Die typische Darstellung aus Medien und Journalen ist immer nur sehr einseitig. So hört man oft, wie man Autisten animieren und aktiv helfen soll, um sie in Freundschaften und Beziehungen zu bringen, weil sie das selbst nicht können und unter Einsamkeit leiden. Zwischen Können und Wollen besteht ein erheblicher Unterschied, der meist kaum Berücksichtigung erfährt – und noch seltener werden Betroffene dazu befragt.

Viele Autisten wünschen weniger Interaktionen, als man ihnen einräumen will. Das liegt einfach daran, dass es gesellschaftlich nicht akzeptiert ist. Auch autistische Kinder bevorzugen ein Spiel eher allein und fühlen sich unwohl bei Vergesellschaftung. Mit Einsamkeit hat das nichts zu tun. Es gibt aber auch die, die tatsächlich nicht fähig sind, (sexuelle) Beziehungen oder Freundschaften einzugehen. Dies hier ist daher nur ein halber Mythos, denn es trifft sicher auf einige zu, aber nicht auf alle.

11. Alle Autisten sind gleich

Falsch! Man spricht von einem „Spektrum“ um aufzuzeigen, dass eben nicht alle Autisten gleich sind. Dieses breite Spektrum hat eine Vielzahl an Ausprägungen.

12. Alle Autisten haben eine Inselbegabung (Savant-Syndrom)

In der Medienwelt werden Autisten entweder als Mathematik- und Musik-Genies oder als debil dargestellt. Sei es nun Rain Man oder The Big Bang Theory, das beschreibt nur einen winzigen Bruchteil der Menschen aus dem Spektrum. Hochbegabungen sind genau so wie Minderbegabungen nicht auf Autismus beschränkt.

Eine exakte Statistik gibt es nicht, doch geht man davon aus, dass weniger als zehn Prozent eine Inselbegabung haben.
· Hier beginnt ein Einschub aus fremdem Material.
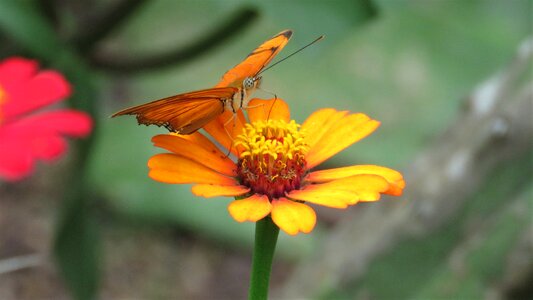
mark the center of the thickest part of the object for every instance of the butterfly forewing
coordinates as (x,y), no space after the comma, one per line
(184,113)
(256,61)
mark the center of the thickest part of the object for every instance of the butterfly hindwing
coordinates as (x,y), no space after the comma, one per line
(183,113)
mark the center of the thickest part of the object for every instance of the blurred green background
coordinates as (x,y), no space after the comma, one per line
(409,64)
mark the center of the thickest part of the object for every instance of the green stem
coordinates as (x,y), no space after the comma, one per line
(266,236)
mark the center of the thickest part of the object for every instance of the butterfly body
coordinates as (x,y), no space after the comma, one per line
(188,112)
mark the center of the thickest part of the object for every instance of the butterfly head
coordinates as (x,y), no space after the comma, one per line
(251,83)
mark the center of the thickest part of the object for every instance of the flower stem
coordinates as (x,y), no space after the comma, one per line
(266,237)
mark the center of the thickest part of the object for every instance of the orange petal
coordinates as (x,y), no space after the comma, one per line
(293,217)
(395,179)
(210,190)
(253,208)
(172,168)
(199,149)
(319,123)
(273,109)
(344,132)
(225,128)
(343,192)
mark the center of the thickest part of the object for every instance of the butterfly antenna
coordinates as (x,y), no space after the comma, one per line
(286,57)
(233,118)
(271,108)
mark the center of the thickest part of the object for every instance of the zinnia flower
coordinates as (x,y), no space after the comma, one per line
(272,175)
(26,136)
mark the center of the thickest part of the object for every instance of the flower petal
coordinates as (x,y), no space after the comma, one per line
(210,190)
(252,209)
(45,88)
(35,137)
(200,150)
(225,128)
(172,168)
(394,178)
(343,192)
(319,123)
(16,69)
(339,135)
(272,109)
(293,217)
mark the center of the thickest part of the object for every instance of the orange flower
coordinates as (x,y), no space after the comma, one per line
(272,175)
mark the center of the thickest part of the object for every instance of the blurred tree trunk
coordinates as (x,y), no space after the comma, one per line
(463,227)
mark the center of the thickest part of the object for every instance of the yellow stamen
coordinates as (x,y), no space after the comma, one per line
(273,159)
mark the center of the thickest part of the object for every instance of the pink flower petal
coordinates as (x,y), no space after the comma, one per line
(43,89)
(16,70)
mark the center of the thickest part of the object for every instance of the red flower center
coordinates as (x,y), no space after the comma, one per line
(273,162)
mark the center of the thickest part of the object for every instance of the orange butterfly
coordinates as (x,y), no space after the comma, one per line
(188,112)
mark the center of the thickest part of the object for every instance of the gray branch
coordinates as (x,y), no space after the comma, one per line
(494,127)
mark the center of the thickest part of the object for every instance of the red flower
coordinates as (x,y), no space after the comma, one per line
(26,136)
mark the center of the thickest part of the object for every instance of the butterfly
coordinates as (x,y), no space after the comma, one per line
(188,112)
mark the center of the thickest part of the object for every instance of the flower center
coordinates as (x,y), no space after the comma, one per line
(273,160)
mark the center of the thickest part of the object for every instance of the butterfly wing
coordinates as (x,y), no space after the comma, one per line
(184,113)
(256,60)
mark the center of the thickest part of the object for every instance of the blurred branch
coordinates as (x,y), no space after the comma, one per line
(119,63)
(20,262)
(49,10)
(98,25)
(369,9)
(494,128)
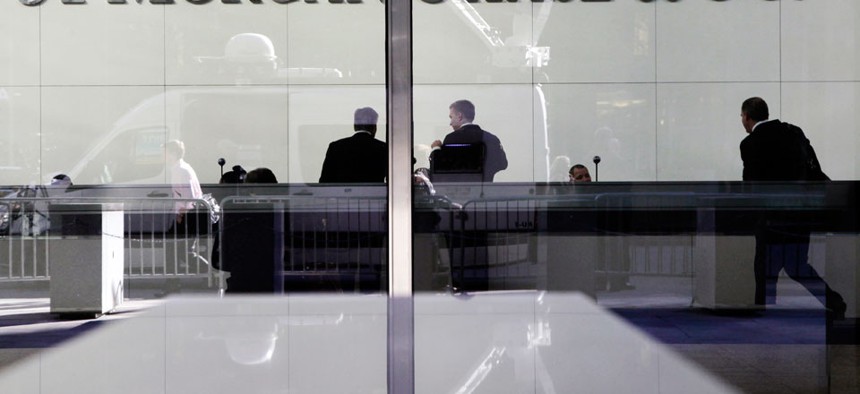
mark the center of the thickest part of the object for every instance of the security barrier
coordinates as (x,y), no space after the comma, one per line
(156,244)
(304,243)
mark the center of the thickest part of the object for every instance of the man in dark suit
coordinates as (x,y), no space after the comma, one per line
(774,151)
(462,113)
(360,158)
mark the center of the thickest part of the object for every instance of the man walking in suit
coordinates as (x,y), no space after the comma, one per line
(462,113)
(774,151)
(360,158)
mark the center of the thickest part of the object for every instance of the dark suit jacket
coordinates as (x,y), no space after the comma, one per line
(773,152)
(495,160)
(357,159)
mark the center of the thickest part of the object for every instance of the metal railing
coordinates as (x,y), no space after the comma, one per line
(155,244)
(316,243)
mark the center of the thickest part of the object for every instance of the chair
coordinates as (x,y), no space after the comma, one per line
(458,163)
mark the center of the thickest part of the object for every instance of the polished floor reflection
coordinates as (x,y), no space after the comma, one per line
(646,339)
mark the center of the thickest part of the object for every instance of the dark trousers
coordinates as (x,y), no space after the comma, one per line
(782,244)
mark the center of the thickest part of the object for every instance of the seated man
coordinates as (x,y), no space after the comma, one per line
(360,158)
(579,173)
(462,113)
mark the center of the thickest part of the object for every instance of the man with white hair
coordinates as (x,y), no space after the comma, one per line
(360,158)
(183,180)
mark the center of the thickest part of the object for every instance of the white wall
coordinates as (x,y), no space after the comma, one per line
(653,88)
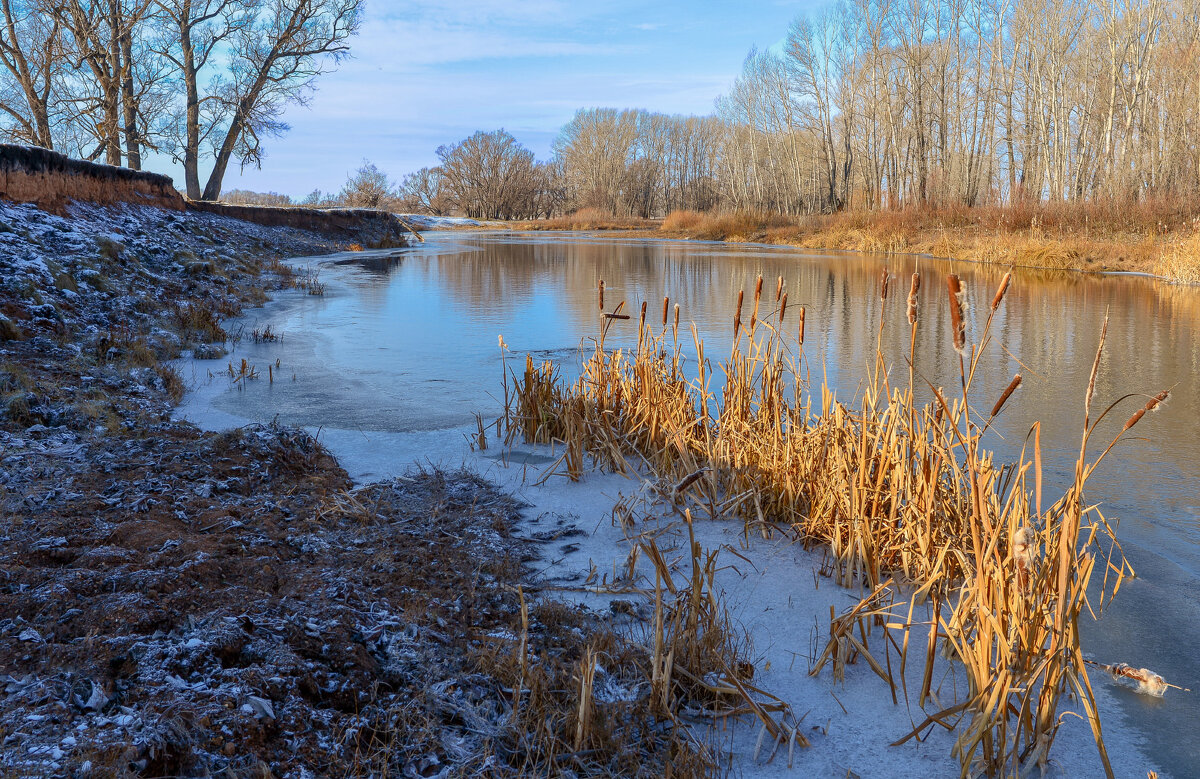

13. Autismus ist die Folge von unbehandelter Hyperaktivität (ADS/ADHS)

Es existiert keine Studie, keine These, keine Untersuchung und keine Analyse zu dieser Aussage, dennoch hört man sie sehr häufig. Einen direkten Zusammenhang zwischen ADHS und Autismus gibt es als unbehandelte Folgeerscheinung nicht. Ein autistischer Mensch kann jedoch, wie jeder andere auch, von einer Aufmerksamkeitsdefizit-/Hyperaktivitätsstörung betroffen sein (Komorbidität).

14. Autisten haben hygienische Defizite

Man kennt das aus Kindheitstagen: Haarewaschen, Baden, Zähneputzen gehen manchmal nur mit sehr viel Gejammer von der Hand. Die Aussage, dass neurodiverse Kinder sowie Erwachsene hygienische Defizite haben, ist pauschal nicht zutreffend. Meine Wenigkeit wird sogar als „hyper-reinlich“ beschrieben 🙂

15. Asperger ist „leichter Autismus“

Das Asperger-Syndrom ist keine „Light-Variante“, denn es gibt keinen „leichten Autismus“. Im neuen ICD-11 bzw. DSM-5 wird es auch kein Asperger-Syndrom mehr geben. Dies hängt zum einen mit der nationalsozialistischen Vergangenheit von Hans Asperger zusammen, zum anderen sollen damit genau diese ableistischen Herabstufungen begrenzt werden. Autismus-Spektrum-Störung (ASS) lautet die neue Klassifikation ab 2022. Diese Bezeichnung fasst die drei bisherigen Formen Asperger-, Kanner- (frühkindlicher Autismus) und atypischer Autismus zusammen.